Un hormiguero de tantas caras que ya son la de nadie, que ya no caben en uno.

Laberinto, pero sin salida.

Un falso laberinto, una, mil, diez mil puertas sin entrada.
Era la conmoción de lo fugaz, el movimiento de lo transitorio...
Un exilio más.

Qué oscura es esta ruinosa ciudad llena
de iglesias y figuras de la muerte.


Así había descrito Trakl a Salzburgo, la ciudad que acababa de dejar atrás. Ahora, recién llegado a Viena, en 1908, Trakl describe así su estado anímico:

Cuando llegué aquí, fue como si por primera vez viera la vida tan clara como es, sin interpretaciones personales, desnuda, sin presuposiciones, como si percibiera todas aquellas voces que tiene la realidad, crueles, penosas. Por un momento sentí algo de la presion que pesa normalmente sobre los hombres y el impulso del destino.
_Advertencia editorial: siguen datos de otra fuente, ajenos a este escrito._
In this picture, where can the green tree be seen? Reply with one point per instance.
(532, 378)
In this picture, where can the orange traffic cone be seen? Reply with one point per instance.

Creo que tiene que ser horrible vivir siempre así, sintiendo plenamente todos los instintos animales que arrastran la vida a través de los tiempos. He sentido, olido y tocado en mí las más espantosas posibilidades y he oído aullar en la sangre de los demonios, los miles de diablos con sus aguijones, que hacen delirar la carne. ¡Qué espantosa pesadilla!

¡Ya pasó! Hoy esa visión de la realidad ha vuelto a hundirse en la nada, las cosas me quedan lejanas, más aún sus voces, y escucho de nuevo con un oído alegre las melodías que hay en mí y mi vista alada sueña de nuevo con sus imágenes , que son más bellas que toda la realidad. ¡Estoy con mí mismo, soy mi mundo! Mi mundo pleno y bello, lleno de infinita armonía.